Tuesday, July 18, 2006

Weekend wrap-up

To be honest, I haven't gotten hold of the MotorsTV coverage of the Le Mans Series race from the Nurburgring, so can't yet comment on that (although I heard it was a cracker). I just got the BTCC race from Croft as well as the British Superbikes from Knockhill, so hopefully will get a chance to watch them later today.

What I DID see was MotoGP from the Sachsenring, and it was spectacular. Many pundits are saying that it was one of Valentino Rossi's finest rides, but to me it seemed no different to any of the other methodical, workmanlike victories he's secured in the past. The main thing that separates this one would be simply that he's coming from a position of weakness at the moment. Having said that, it appears as though his crew chief Jeremy Burgess once again solved some setup problems at the last minute, and that the Yamaha is finally coming good (after returning to the 2005 frame).

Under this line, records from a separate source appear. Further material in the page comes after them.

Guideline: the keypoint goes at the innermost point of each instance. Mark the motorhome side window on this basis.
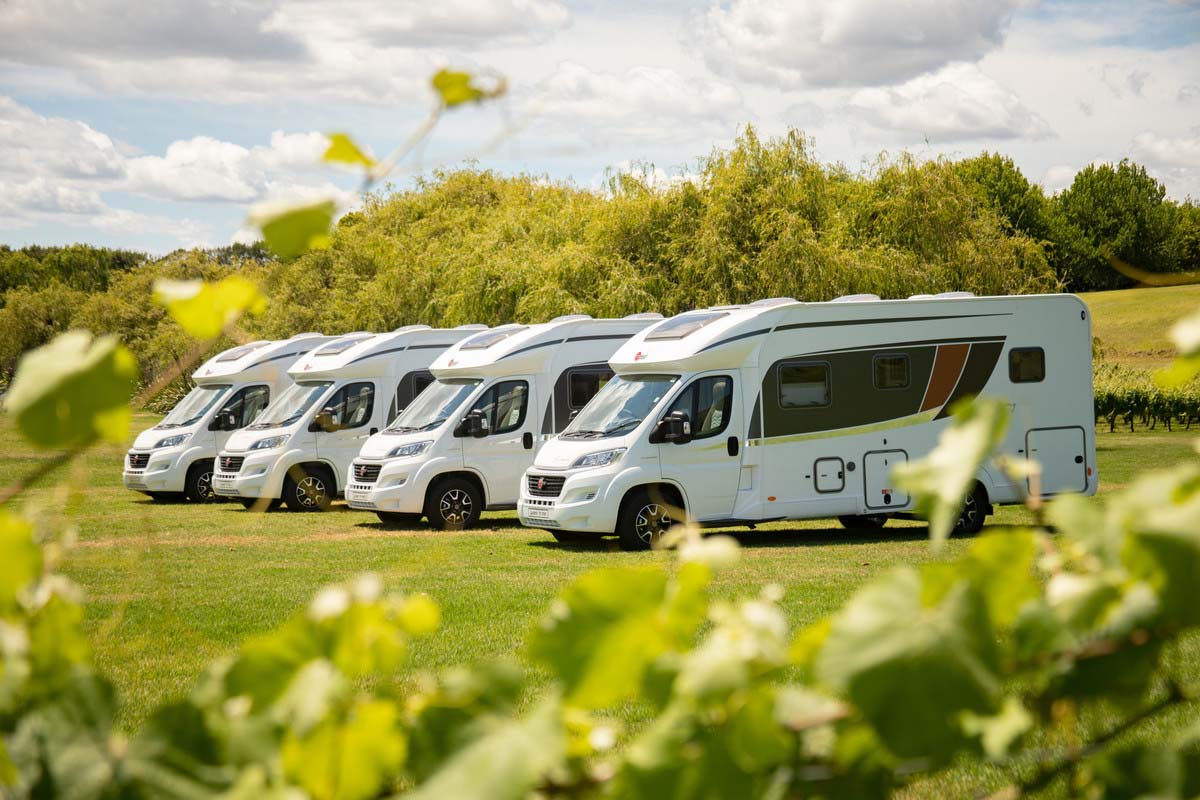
(1026, 365)
(804, 384)
(583, 385)
(246, 404)
(504, 405)
(891, 371)
(351, 407)
(708, 403)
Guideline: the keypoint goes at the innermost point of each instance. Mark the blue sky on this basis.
(155, 126)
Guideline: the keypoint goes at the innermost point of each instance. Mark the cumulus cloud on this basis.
(645, 103)
(955, 103)
(793, 43)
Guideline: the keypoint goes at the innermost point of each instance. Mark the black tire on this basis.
(309, 488)
(863, 521)
(975, 511)
(394, 518)
(198, 483)
(454, 504)
(642, 521)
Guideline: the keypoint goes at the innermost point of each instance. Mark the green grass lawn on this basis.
(1133, 324)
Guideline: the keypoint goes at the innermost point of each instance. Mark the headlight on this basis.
(269, 443)
(408, 451)
(172, 441)
(601, 458)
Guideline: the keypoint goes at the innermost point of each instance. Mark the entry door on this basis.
(1061, 452)
(353, 409)
(880, 491)
(708, 467)
(507, 451)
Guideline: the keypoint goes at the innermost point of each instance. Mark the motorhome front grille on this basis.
(366, 473)
(545, 486)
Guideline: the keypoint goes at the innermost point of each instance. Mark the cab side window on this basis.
(351, 407)
(245, 405)
(708, 403)
(504, 405)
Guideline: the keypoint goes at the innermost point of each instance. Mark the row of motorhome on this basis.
(730, 415)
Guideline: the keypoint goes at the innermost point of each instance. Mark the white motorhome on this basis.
(790, 410)
(301, 445)
(462, 446)
(175, 456)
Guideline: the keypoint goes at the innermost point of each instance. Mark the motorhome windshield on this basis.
(195, 405)
(435, 405)
(619, 407)
(292, 404)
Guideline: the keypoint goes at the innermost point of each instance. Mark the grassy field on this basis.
(1133, 324)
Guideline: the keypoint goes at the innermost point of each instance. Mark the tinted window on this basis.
(892, 371)
(504, 405)
(246, 404)
(583, 385)
(1026, 365)
(351, 405)
(803, 385)
(708, 403)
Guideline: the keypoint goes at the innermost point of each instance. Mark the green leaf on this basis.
(204, 308)
(457, 88)
(912, 669)
(342, 150)
(353, 758)
(292, 229)
(942, 479)
(75, 390)
(509, 762)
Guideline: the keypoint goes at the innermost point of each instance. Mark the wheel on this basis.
(198, 483)
(642, 521)
(307, 489)
(393, 518)
(975, 511)
(454, 504)
(864, 521)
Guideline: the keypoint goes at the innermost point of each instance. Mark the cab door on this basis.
(708, 467)
(349, 417)
(507, 449)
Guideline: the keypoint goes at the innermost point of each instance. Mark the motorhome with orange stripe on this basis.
(791, 410)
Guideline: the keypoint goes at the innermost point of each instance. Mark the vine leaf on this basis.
(204, 308)
(294, 228)
(75, 390)
(942, 479)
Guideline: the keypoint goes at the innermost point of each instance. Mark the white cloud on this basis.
(792, 43)
(645, 103)
(955, 103)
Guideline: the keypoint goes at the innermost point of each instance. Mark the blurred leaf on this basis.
(204, 308)
(291, 229)
(942, 479)
(507, 763)
(73, 390)
(343, 150)
(913, 669)
(459, 88)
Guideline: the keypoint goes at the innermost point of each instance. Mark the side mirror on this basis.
(323, 422)
(675, 427)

Behind Rossi, Marco Melandri once again showed another of his sporadic flashes of brilliance. If he could get some consistency together he'd certainly be much closer to the top of the championship, if not on it. There's no reason to believe he's any less talented than the other three guys he was fighting with in Germany. Meanwhile, Dani Pedrosa again showed that he's stupidly quick but lacks the chutzpah and experience when it counts. Dani does well when everything is working for him, but I've yet to see him ride around problems, and he invariably loses out in scrappy dogfights. That will undoubtedly change as time goes by and he'll certainly grab the title in the next two or three years.

Finally, Nicky Hayden did what he needed to do, as usual, but is finding himself increasingly backed into a corner whereby he has to ride for points, not wins. With a one race cushion he can just about afford to do that, but one mechanical DNF, a string of victories by Rossi, Pedrosa or Melandri or even another Donington-style poor weekend will put him back in the pack, and he'll have no choice but to start taking risks. I suspect Nicky doesn't like doing that, so the next few races will be a real test of his fortitude.

I'll see for myself on Friday when I head to Laguna Seca to watch these guys up close.

Over in American Le Mans, lots of things happened but once again CBS's coverage was so bad I struggled to keep up with what was going on. The jerky, stop-start, commercial-ridden, special-features-heavy broadcast was pretty much unwatchable, so I did just that... switched it off. This was perhaps the first time I've ever stopped watching a race on TV because the coverage was so staggeringly awful. Apparently it was a close one with the Penske Porsches closing down the leading Audi in the last hour, whilst the Aston Martins finally pulled a 1-2 over the heavily-handicapped Corvettes. It must be said that I'm not a Corvette fan, after their unforgivable parking of the cars with a huge lead during the 2001 Le Mans 24 Hours, but I do feel that they've achieved their success lately by simply being better. To handicap them until they're no longer the best seems a tad unfair.

Finally, Formula 1 in France.... I generally don't cover F1, especially because there's so many good F1 blogs out there (linky to the right ---->) so I'm just going to say that it's nice to see Schumacher working his way back into the championship. It would be great to see it go down to the final race. I think that would be good for Formula 1, a sport that is generally one of the more dull forms of racing.